“Until some of these guys go to jail, we are not going to see a correction in the market.” When I read that phrase in a letter to the editor a few weeks ago, my mind boggled. The market was correcting downward every day. What more did the letter writer expect?
Duh! Then it hit me: This fellow was thinking of a “correction” as an upturn in the markets. I still viewed a correction as downward movement from what I saw as the unsustainable levels to which the Dow had so miraculously returned after Sept. 11.
But my misreading of an angry letter raises an important question. What is the “correct” level for equity markets right now and what role do present day “malefactors of great wealth” such as Ken Lay or Bernard Ebbers play in recent stock price drops? Is fraudulent corporate accounting responsible for driving share prices below where they would “correctly” be otherwise or are current scandals merely additional straws on straining camel backs?

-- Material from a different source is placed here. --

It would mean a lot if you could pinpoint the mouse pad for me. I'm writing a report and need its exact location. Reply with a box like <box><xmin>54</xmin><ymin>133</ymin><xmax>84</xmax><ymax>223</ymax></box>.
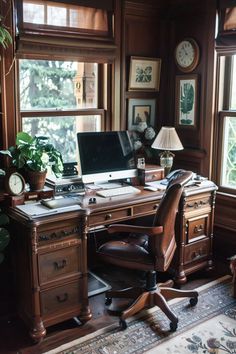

Only time will tell. I was a history major before turning to the discipline of economics, and the part of me that is still a historian has been yelling, “Bubble! Bubble!” for some time. When Federal Reserve Chairman Alan Greenspan warned of irrational exuberance in December 1996, I felt reassured that I was not the only guy wondering how long markets could defy gravity. But the great high-tech bull market ran on for another four years.
The current downturn is the sort of natural correction that has occurred after major run-ups in financial markets in the United States and elsewhere over the past 400 years. Bad news about corporate accounting may be the precipitating factor, but historical precedent teaches us that there were few chances that the Dow could have hung on above 10,000 and the Nasdaq above 2,500.
Why not? Greenspan hit the nail on the head in his 1996 speech. When there is a long, multiyear period of rising stock prices, irrational exuberance sets in. Recent, widespread good news overpowers ancient history from 1974, 1964, 1929 or 1907. People assert that things are different now, that what goes up need never come down, that the old economic rules of thumb are obsolete.
But they never are. Every run-up in stock prices comparable to that from 1993-2000 has been followed by a substantial drop that took years, not months, to overcome.
Greenspan was certainly correct early last week when he said that fundamental aspects of the U.S. economy are solid. This is not to say that accounting scandals have not taken a toll on investor confidence. As in the past, busts expose flaws in economic and political systems that remained ignored as long as things went up and up.
But while the government should take action to fix some obvious problems, history also tells us that immediate interpretations of what went wrong often are not upheld in the longer view of history.
After the stock market crashed in 1929-1930, public attention focused on short sellers, buying stock on margin and the dual roles of banks as lenders and market players. Few looked at monetary policy and Fed actions both before and after the crash.
Historians across the political spectrum from left to right now give much greater weight to the Fed’s too-liberal monetary stance in the last half of the 1920s followed by a too abrupt tightening in 1929 and a criminally inept hands-off policy as the money supply shrank by nearly half in the two years or so following the crash.
Margin calls and short selling did play a role, but a secondary one. Bad Fed policy turned what might have been a garden-variety correction into a national disaster.
That is the perspective historians have after seven decades. What will their successors say about 2002 in 2072? They’ll probably raise the same issues Greenspan himself raised in his famous speech.
Conventional wisdom is that central bankers should worry about inflation in prices of goods and services and not pay attention to equity or real estate markets. Yet in Japan in the late 1980s, an overly expansionistic monetary policy clearly fed into bubbles in both stock and land prices.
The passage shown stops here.